Thursday, November 19, 2009
DVD Review: BORN OF FIRE (Mondo Macabro)
Mondo Macabro has done it again. They’ve uncovered a mostly unknown and completely unique film and given it the red carpet, 5-star treatment. BORN OF FIRE is an imperfect film, but is such a bizarre and visually stimulating piece that its faults dissipate quickly from your mind. A mystic-minded horror-fantasy with a healthy dollop of art-film gravitas, BORN bends and slinks around most of your “normal” preconceptions of genre or mainstream narrative. Its Islamic context gives it a refreshing texture that is effortlessly exotic (it would make a fine double feature with another Islamic art-horror: Kutlug Ataman’s THE SERPENT'S TALE). The film carries you along by magick and music, by imagination and emotion rather than plot, which is somewhat weak. A concert flautist’s chance meeting with a mysterious woman takes him unexpectedly to Turkey to investigate the circumstances of his father’s death. His father had gone to Turkey to study under “The Master Musician”, a man of supernatural musical talents who is somehow responsible for his death. This investigation leads to obscure revelations concerning the end of the world by excessive solar and volcanic activity. Our hero must prevent this occurrence by a musical dual with the Master, who, it turns out, is essentially Satan.
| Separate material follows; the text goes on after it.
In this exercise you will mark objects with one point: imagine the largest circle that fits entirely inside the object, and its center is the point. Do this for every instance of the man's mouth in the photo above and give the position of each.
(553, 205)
The synopsis above does not, and cannot, possibly convey the impact this movie has. It’s full of weird and mysterious events which make little or no logical or narrative sense: a woman stoned to death by flowers instead of rocks, a djinn who responds to a sung Muslim prayer by shooting flames from his eyes, a vulture crashing through a shattered windshield on a rainy London night, the hero’s mysterious woman-friend, possessed by the djinn sends a steam of menstrual blood down her leg into a salt-water pool which later becomes a cocoon containing a monstrous moth that somehow causes her death when it hatches. Taken apart, these events hardly attach themselves to the “save the world by atoning for the sins of the father” thrust of the BORN’s plot. Taken together, with the other-worldly ambiance which seems to seep subconsciously into your mind, these images and many others like them form the dream-like corpus of the movie. Your perception abandons the narrative and floats along this metaphysical, surreal visual stream. Occasionally the spell is broken, mostly by clunky, tin-eared dialog (“The music originates here. The fire is its source” for one example) which reads almost like poetry on paper but sounds insufferably pretentious when voiced aloud by the actors. And the plot itself sometimes comes off half-baked, as though perhaps compromises during the film’s production limited the material that could be filmed, giving it an unintended ambiguity. But ultimately, ambiguity is OK with me, as long as the film itself is interesting enough to carry it through. BORN OF FIRE is, if nothing else, very interesting.
The DVD is total aces. The 1.85:1 widescreen presentation is spot on and beautiful. I could find no fault in it. A ton of relevant extras round out this great release, most notably three interviews with cast and crew. Director Jamil Dehalavi discusses his career and BORN OF FIRE in particular in great detail which is gives the film some nice context. As an aside I might point out that Dehalavi seems to agree with me about the dialog, insisting that you could do away with it and not adversely affect the film. Peter Firth is next and is very charming, and although proud of the movie seems still a little befuddled by it. Perhaps the best interview is with Nabil Shaban, who plays a deformed dwarf who in some ways becomes the main character of the movie. He seems to be one of the few people to be able to give a comprehensive answer to questions concerning what the film is actually all about. I’m not sure I agree with him 100% but his views are articulate and entertaining. Shaban is wild-eyed and enthusiastic throughout, discussing his career and the film with contagious affection. Highly informative, if rather brief and to the point, text pages by MM CEO Pete Tombs plaster you with further details about the movie, its production and cast. A VHS sourced trailer completes the package, along with the always-there MM preview reel, which sadly has not been updated to include this movie, their previous release GRADIVA or the upcoming SADIST WITH RED TEETH. All in all, this is a delirious and wonderful film let down somewhat by its own story, but is given an amazing and well-rounded DVD presentation so that thousands more people can make up their own minds about it.